Toxin-Zapping Treatment May Help Reduce Heart Attacks

Posted at 4:15 PM, Aug 14, 2015
and last updated 2015-09-08 04:48:29-04

MIAMI (Ivanhoe Newswire) - Chelation is a treatment doctors have used for years to remove certain toxins from the body, most often when someone suffers accidental lead poisoning. For any other treatment, most traditional doctors thought it was a scam or called it “quackery.” A decade-long study has now convinced the conventional cardiologist who led it to reconsider chelation for heart disease.

Carlos Perez and his wife, Helen, love to walk. Not too long ago, Carlos was having trouble with his legs.

“I would walk one block, two blocks, then have pain – a tremendous pain,” said Carlos.

It was the first sign of trouble for the otherwise healthy 83-year-old man.

“He came and sat down and said, `I feel faint,’ so I panicked and I said, `Oh, I can’t do anything, call 911,’” said Helen.

Carlos had a heart attack. After a successful recovery, he looked for ways to prevent another.
Mount Sinai Medical Center’s chief of cardiology, Dr. Gervasio Lamas, has studied chelation therapy for more than a decade.

Chelation extracts environmental toxins from the body.

“We have no natural way of excreting these metals, and these metals are all around us,” he said.

During treatment, patients receive an IV of a medication that allows the metals to pass through the body. Urine tested the next day shows a huge spike in toxins.

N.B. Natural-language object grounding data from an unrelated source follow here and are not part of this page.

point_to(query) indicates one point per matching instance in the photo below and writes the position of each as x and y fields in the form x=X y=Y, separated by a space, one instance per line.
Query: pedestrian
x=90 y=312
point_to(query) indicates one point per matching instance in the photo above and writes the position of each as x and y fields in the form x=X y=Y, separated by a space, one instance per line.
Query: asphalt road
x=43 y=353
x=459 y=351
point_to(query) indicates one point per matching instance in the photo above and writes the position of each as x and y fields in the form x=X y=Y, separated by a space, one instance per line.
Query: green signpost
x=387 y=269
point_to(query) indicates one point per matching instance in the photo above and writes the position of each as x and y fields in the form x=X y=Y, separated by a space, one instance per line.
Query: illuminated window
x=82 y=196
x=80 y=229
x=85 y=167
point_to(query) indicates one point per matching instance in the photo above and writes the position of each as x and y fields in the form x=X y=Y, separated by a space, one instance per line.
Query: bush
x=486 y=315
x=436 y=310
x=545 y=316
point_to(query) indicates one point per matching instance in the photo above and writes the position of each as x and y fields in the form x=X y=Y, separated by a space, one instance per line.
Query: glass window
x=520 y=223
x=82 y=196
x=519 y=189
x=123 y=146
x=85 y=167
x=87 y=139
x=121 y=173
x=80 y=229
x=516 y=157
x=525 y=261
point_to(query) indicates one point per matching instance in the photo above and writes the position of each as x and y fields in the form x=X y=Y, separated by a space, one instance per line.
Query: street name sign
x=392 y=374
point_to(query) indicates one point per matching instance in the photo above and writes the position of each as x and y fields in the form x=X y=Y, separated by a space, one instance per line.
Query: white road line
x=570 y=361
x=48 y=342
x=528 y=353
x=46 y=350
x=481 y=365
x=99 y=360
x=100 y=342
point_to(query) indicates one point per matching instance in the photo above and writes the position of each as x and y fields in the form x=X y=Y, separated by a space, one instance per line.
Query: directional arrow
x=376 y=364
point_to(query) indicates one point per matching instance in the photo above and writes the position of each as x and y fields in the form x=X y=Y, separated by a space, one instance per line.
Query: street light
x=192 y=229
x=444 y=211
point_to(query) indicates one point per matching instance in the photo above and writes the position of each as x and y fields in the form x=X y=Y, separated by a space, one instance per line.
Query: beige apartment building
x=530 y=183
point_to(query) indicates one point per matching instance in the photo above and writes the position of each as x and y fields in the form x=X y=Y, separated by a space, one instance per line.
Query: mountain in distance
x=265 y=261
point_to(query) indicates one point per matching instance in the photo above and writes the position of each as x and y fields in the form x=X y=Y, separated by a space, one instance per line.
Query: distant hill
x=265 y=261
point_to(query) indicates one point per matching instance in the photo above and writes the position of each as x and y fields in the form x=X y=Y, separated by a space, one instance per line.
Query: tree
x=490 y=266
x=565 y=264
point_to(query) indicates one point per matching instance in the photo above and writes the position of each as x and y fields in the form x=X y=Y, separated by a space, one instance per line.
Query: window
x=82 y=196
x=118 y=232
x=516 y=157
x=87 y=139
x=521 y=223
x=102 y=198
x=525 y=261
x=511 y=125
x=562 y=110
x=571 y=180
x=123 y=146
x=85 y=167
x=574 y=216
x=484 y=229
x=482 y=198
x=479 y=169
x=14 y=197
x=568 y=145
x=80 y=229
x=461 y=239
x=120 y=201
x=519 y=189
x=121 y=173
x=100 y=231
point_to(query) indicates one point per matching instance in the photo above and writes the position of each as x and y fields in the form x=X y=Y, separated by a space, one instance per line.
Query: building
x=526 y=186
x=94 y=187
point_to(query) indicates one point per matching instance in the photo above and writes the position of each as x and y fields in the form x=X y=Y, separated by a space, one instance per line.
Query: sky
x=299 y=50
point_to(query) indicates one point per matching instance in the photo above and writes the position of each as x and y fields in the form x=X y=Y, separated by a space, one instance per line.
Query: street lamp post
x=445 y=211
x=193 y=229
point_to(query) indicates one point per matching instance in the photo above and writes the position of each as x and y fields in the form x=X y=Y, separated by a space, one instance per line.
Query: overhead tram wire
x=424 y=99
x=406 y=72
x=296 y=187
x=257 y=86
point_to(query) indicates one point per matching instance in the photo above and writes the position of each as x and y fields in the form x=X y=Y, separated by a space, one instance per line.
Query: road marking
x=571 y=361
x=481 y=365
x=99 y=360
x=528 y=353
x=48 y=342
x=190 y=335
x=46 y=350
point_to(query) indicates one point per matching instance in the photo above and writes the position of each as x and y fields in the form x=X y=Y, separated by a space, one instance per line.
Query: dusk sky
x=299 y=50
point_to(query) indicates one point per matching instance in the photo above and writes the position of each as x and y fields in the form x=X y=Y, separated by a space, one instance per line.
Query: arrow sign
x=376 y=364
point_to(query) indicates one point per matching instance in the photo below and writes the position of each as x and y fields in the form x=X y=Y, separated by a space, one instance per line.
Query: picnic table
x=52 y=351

“Lead and cadmium are incredibly toxic to the heart and to the blood vessels,” Dr. Lamas said.
In a study of 1,700 heart attack patients, people who received chelation therapy had a 41 percent reduction in cardiac events over five years.

“I was shocked. My cardiology colleagues were shocked. I am a believer now,” said Dr. Lamas.

Thanks to chelation, “Now I walk 45-50 minutes fast. This chelation is fantastic for me,” Carlos said.

Dr. Lamas said the study showed heart attack survivors who were also diabetic had a 43 percent reduction in the risk of death after chelation alone.

The FDA still considers chelation an experimental therapy, so it is not covered by most insurance companies. Dr. Lamas said more study is needed before the treatment would be FDA approved for heart attacks.